A história da construção e operação do Bondinho não me atraia. O objetivo era curtir o passeio pra fechar a semana e carregar as baterias para o trabalho da semana seguida. Evidente que não passava todos os fins de semana naquele paraíso. Àquela época, Rio de Janeiro e Niterói eram cidades pacatas, acolhedoras e havia muitas oportunidades de entretenimento.
O teleférico interligava a Praia Vermelha, o Morro da Urca e o Morro Pão de Açúcar.
Há pouco tempo, nas pesquisas sobre a história de Cantagalo, suas personalidades e da região dos Sertões de Macacu, Angela Araújo, que participa dessas atividades, no Instituto Mão de Luva, levantou a história da construção do Bondinho do Pão de Açúcar, onde encontrou biografias de Augusto Ramos, o engenheiro cantagalense que projetou e construiu essa obra inédita na engenharia brasileira.
Augusto Ferreira Ramos nasceu em Cantagalo, no ano de 1860, formou-se em engenharia civil pela Escola Politécnica do Rio de Janeiro e, desde 1894, professor da mesma instituição em São Paulo. Exerceu a sua profissão durante décadas, falecendo na cidade do Rio de Janeiro, em 28 de julho de 1939. Além da construção desse teleférico, elaborou o Plano de Valorização do Café, do qual resultou o Convênio de Taubaté (1906), a primeira política de valorização dos preços internacionais do café a ser efetivamente implementada, gerando forte crescimento e desenvolvimento da economia brasileira, nas primeiras décadas do século 20, conforme nos relata o historiador Jorge Caldeira, em seu livro “História da Riqueza no Brasil – Cinco Séculos de Pessoas, Costumes e Governos” (Rio de Janeiro: Estação Brasil, 1961) .
A biografia mais completa de Augusto Ramos encontrei na edição de O Globo digital de 20 de outubro de 2012, de autoria de Isabela Bastos e Ludmilla de Lima. Tomo a liberdade de transcrever, com ligeiras modificações, o que as jornalistas escreveram, sob o título “As diferentes faces do ‘louco’ que criou o bondinho do Pão de Açúcar”, com o subtítulo “Visionário e generalista, que entendia até de café, o engenheiro civil Augusto Ferreira Ramos convenceu a alta sociedade a investir em sonho que foi alvo de piadas”.
Augusto Ramos, com um currículo tão extenso, quando idealizou o bondinho, em 1908, já era um dos mais importantes profissionais da engenharia de sua época.
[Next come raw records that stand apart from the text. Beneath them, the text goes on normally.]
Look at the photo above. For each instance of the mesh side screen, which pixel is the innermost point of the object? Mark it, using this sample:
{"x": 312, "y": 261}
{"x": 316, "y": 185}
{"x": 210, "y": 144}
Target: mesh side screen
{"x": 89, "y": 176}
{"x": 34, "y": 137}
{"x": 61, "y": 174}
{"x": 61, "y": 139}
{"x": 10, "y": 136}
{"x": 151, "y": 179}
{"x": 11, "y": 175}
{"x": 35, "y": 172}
O Bondinho do Pão de Açúcar é destaque ao lado do seu enorme conhecimento da cultura do café. Antes de criar o teleférico, ligando os morros da Urca, do Pão de Açúcar e da Babilônia, ele viajou por vários países da América Latina, pelos EUA e pela Europa para estudar a agricultura cafeeira na América Espanhola. Admite-se que a inspiração para a ligação suspensa por cabos na Urca tenha surgido nessas viagens. Os registros históricos, contudo, indicam que a ideia surgiu durante a Exposição Nacional de 1908, aos pés do Morro da Urca, pelo centenário da Abertura dos Portos. Ele foi um dos coordenadores do pavilhão de São Paulo por causa do café, primeiro produto da balança comercial brasileira naquele tempo.
Nessas festas de comemoração dos cem anos da Abertura dos Portos Cariocas por Dom João VI, Augusto Ramos teve a ideia de construir um “caminho aéreo”. Ele idealizou o projeto do caminho aéreo entre a Praia Vermelha, o Morro da Urca e o Morro Pão de Açúcar, mediante o uso de um teleférico.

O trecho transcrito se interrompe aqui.